‘Wedding’ crashes as soon as it starts


By Joe Williams

St. Louis Post-Dispatch

After the criti- cal and commercial success of “Meet the Parents,” Robert De Niro tried to milk laughs from lesser comedies. But certain things can’t be milked. It’s nearly tragic to see America’s Greatest Living Actor on the guest list for “The Big Wedding,” the latest limp comedy about seniors behaving badly.

Although the title implies that this is a sentimental, special-occasion comedy like “New Year’s Eve” (an all-star fiasco from which De Niro emerged relatively unscathed), it’s more like a crass kinsman who pukes in the punchbowl. In his first scene, De Niro upchucks a half-dozen slang terms for oral sex, and it goes downhill from there.

De Niro plays Don, an inexplicably affluent sculptor who bungled his marriage to Ellie (Diane Keaton).
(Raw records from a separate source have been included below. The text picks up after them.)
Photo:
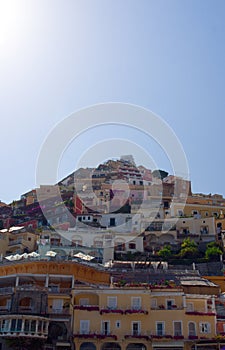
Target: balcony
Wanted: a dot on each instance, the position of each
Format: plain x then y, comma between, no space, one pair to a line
135,311
94,336
161,336
6,290
59,312
86,307
15,242
137,336
57,290
20,326
200,313
108,311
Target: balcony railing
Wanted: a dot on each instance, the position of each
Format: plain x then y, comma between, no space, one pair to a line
59,311
200,313
136,311
109,310
94,336
15,242
86,307
6,290
137,336
56,290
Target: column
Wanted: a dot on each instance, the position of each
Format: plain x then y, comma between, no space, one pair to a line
17,281
22,328
46,281
36,327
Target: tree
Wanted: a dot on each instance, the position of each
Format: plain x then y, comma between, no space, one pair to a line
165,252
160,174
188,249
25,343
213,251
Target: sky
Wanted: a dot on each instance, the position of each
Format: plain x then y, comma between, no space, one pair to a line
58,57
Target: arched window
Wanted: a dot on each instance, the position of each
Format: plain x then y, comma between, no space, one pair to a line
191,329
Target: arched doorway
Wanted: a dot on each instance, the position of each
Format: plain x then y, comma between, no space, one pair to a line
87,346
191,329
110,346
136,346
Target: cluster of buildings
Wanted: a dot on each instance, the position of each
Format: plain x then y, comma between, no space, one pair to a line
62,304
69,306
117,207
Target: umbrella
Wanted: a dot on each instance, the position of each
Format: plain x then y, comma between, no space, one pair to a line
17,257
84,257
10,257
24,255
51,253
34,254
13,257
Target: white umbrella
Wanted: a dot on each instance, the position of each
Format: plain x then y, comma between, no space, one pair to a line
24,255
34,254
50,253
10,257
84,256
17,257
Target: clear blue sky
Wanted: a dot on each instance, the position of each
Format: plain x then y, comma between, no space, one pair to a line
59,56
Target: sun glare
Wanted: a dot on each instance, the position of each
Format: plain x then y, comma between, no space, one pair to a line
10,11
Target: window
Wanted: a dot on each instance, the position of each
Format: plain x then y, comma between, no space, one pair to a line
5,325
84,301
191,329
136,303
132,245
136,328
204,229
84,326
154,303
105,327
177,328
170,304
118,324
112,302
57,305
160,328
190,307
112,222
204,327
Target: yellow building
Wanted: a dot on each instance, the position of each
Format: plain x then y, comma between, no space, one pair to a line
70,306
16,241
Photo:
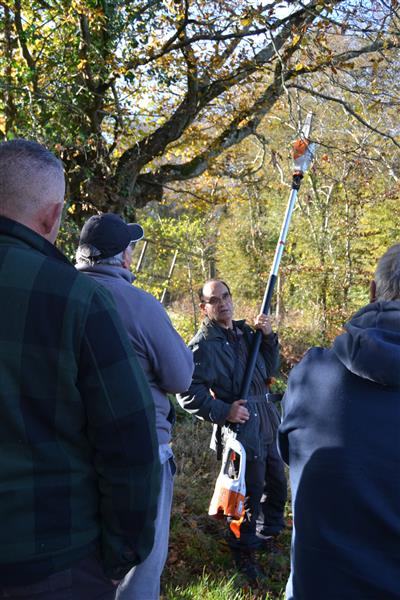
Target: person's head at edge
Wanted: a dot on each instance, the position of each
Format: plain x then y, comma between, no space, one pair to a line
107,239
32,186
386,283
216,302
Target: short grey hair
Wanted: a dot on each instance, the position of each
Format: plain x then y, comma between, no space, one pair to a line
89,255
30,176
387,275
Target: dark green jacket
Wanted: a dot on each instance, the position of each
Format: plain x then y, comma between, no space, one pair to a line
218,369
79,467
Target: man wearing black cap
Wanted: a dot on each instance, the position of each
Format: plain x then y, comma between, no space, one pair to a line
77,428
105,254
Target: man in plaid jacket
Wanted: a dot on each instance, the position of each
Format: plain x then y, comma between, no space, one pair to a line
79,467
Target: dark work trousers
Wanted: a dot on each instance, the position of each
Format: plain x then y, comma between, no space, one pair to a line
85,580
266,489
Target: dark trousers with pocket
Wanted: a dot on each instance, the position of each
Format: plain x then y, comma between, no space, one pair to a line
266,494
85,580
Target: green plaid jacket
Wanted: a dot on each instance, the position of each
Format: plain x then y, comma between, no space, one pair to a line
79,467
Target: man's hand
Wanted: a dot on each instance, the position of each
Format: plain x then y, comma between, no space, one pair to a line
238,412
263,323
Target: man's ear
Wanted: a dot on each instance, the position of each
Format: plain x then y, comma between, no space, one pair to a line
372,291
49,218
126,263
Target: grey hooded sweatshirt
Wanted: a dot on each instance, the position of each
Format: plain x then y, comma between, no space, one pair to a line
163,355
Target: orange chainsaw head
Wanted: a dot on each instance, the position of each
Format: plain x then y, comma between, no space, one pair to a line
226,503
299,148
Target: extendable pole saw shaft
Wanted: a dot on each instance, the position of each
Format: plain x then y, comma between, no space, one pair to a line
303,153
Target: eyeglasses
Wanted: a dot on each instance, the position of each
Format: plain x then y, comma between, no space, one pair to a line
214,300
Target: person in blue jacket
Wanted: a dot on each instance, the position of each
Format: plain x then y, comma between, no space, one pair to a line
340,436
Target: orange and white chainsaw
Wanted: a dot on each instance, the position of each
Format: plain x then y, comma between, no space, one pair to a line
230,487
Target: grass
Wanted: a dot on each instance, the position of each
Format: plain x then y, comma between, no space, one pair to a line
199,564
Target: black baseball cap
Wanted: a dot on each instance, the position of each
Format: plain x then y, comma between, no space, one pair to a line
108,234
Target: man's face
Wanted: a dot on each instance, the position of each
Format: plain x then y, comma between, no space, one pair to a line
217,303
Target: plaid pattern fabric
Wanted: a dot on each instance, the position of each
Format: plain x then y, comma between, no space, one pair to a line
79,466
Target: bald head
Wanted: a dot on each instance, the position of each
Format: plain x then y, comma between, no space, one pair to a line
31,185
387,275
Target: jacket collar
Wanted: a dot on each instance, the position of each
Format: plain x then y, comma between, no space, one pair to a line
108,270
12,233
211,330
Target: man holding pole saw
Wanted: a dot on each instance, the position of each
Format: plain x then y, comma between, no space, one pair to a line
229,388
221,349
After a 10-year spiritual odyssey overseas, Ellie returns for the wedding of their adopted Colombian son Alejandro (miscast British actor Ben Barnes) at the big lakeside home that Don now shares with Ellie’s former friend Bebe (Susan Sarandon).
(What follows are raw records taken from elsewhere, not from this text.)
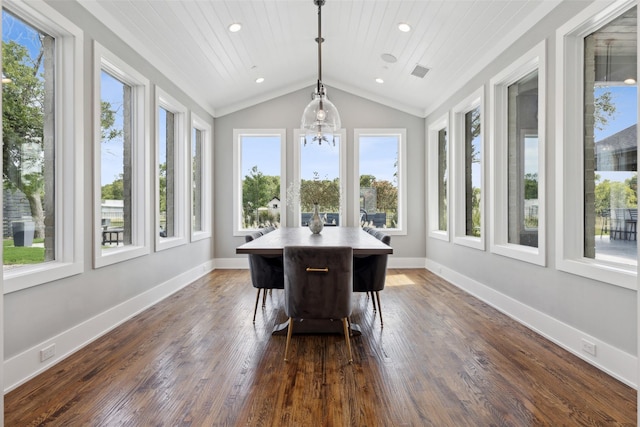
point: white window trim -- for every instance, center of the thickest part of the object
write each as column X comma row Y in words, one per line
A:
column 205, row 191
column 432, row 160
column 181, row 222
column 498, row 175
column 297, row 137
column 401, row 133
column 69, row 165
column 569, row 148
column 476, row 99
column 106, row 60
column 237, row 180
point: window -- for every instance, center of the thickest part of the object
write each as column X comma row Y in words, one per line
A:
column 438, row 179
column 122, row 200
column 171, row 200
column 380, row 183
column 42, row 148
column 598, row 131
column 200, row 178
column 517, row 153
column 259, row 174
column 319, row 178
column 469, row 206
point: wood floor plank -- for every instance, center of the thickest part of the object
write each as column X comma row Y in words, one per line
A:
column 443, row 358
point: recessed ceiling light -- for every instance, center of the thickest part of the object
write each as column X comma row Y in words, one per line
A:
column 387, row 57
column 404, row 27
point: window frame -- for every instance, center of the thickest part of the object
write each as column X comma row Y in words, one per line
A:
column 473, row 101
column 69, row 148
column 570, row 148
column 169, row 103
column 237, row 170
column 111, row 63
column 298, row 134
column 401, row 133
column 499, row 173
column 433, row 200
column 206, row 179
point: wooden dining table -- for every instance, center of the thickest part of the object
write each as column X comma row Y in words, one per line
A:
column 273, row 243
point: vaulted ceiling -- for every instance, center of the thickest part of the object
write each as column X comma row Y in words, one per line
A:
column 190, row 42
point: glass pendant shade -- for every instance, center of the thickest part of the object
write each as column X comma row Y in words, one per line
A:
column 320, row 118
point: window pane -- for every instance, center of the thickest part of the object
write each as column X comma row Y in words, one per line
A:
column 196, row 179
column 166, row 163
column 523, row 161
column 379, row 180
column 116, row 169
column 610, row 141
column 320, row 180
column 443, row 167
column 28, row 143
column 260, row 172
column 473, row 170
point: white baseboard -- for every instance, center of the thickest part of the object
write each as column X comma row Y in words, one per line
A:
column 26, row 365
column 242, row 263
column 232, row 263
column 615, row 362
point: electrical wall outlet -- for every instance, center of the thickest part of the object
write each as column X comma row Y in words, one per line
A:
column 588, row 347
column 47, row 352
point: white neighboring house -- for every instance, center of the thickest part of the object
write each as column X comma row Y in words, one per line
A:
column 112, row 209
Three days before Alejandro is due to marry Melissa (romantic-comedy kiss of death Amanda Seyfried), he requests that his adoptive parents pretend to be married again for the benefit of his strictly Catholic biological mother, Madonna (Patricia Rae), who is on her way to the States for the first time. So on the flimsy basis of respecting the sensitivities of a stranger who doesn’t speak English, Ellie moves into the house and Bebe moves out — and then poses as a caterer to keep an eye on recovering-alcoholic Don.
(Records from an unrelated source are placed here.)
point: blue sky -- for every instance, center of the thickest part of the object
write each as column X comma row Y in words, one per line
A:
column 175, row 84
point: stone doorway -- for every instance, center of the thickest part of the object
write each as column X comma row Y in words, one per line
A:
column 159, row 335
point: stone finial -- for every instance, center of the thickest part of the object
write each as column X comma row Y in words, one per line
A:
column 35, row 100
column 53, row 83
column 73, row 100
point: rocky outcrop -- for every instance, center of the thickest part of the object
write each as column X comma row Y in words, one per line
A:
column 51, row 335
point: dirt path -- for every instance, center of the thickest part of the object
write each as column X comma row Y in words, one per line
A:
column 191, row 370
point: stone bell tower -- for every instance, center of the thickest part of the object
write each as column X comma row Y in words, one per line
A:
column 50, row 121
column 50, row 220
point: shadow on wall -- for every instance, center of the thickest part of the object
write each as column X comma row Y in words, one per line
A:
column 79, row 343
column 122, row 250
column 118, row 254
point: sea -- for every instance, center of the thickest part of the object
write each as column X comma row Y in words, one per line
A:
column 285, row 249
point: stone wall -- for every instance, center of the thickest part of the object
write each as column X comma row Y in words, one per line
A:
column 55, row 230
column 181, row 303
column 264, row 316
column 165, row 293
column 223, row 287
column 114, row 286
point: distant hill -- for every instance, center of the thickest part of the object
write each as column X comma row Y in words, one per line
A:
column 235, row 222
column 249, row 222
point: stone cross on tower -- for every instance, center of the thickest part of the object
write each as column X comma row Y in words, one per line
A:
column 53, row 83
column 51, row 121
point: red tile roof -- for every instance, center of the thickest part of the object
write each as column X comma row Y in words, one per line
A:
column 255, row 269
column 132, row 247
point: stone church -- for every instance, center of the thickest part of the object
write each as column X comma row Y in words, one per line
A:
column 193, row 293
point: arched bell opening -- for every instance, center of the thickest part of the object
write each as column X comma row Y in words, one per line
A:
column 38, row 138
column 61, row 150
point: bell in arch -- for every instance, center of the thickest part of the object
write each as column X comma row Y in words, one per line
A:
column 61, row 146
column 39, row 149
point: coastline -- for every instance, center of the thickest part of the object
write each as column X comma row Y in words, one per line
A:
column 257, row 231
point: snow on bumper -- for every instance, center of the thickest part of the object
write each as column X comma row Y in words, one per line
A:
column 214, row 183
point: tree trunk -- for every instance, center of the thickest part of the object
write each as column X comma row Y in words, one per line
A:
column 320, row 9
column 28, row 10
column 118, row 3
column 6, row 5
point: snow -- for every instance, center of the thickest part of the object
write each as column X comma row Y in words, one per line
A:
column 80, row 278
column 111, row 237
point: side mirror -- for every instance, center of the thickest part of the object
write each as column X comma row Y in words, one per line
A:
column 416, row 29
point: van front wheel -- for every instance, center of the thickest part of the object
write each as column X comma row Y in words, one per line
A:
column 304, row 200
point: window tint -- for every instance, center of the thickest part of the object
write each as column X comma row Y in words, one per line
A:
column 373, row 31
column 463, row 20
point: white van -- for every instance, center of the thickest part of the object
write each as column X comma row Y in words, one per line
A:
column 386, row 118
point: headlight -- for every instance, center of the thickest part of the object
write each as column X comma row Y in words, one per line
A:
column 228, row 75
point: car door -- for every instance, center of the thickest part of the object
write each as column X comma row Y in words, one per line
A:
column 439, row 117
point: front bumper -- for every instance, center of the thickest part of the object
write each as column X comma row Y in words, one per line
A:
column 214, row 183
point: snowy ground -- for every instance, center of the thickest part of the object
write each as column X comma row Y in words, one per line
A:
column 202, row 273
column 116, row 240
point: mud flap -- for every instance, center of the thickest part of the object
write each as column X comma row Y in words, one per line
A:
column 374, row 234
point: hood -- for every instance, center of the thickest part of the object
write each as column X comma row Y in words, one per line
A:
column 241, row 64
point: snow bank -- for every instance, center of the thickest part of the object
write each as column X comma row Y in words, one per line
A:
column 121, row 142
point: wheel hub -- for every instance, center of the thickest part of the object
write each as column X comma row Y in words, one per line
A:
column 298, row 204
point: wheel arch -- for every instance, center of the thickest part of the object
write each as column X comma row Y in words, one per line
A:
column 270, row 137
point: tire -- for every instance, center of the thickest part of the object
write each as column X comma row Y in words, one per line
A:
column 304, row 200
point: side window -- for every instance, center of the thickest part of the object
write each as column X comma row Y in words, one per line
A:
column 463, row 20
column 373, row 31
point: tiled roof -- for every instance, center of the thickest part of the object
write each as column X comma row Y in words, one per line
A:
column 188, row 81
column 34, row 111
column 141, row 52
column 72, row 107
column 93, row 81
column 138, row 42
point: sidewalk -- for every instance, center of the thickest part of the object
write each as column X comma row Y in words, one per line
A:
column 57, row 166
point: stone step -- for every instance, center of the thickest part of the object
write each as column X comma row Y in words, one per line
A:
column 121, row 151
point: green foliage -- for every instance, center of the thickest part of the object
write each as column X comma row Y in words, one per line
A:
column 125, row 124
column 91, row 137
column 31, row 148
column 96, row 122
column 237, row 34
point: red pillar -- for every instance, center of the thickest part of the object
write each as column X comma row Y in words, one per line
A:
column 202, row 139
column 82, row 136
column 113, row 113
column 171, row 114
As if that weren’t sitcom-y enough, Ellie and Don have two other adult children: lawyer Lyla (the ubiquitous Katherine Heigl), whose marriage is faltering because she can’t have children; and doctor Jared (Topher Grace), a 30-year-old virgin who develops funny feelings for Madonna’s manhandling daughter Nuria (Ana Ayora).

“The Big Wedding” doesn’t have a single moment of recognizable humanity.

On the plus side, it’s short, and Robin Williams as a racist priest is blessedly limited to an extended cameo.

Perhaps we’ll get more of Williams, along with bickering bridesmaids and a flamboyant wedding planner, in the inevitable bonus-packed home video — which would make the perfect wedding gift for someone you despise.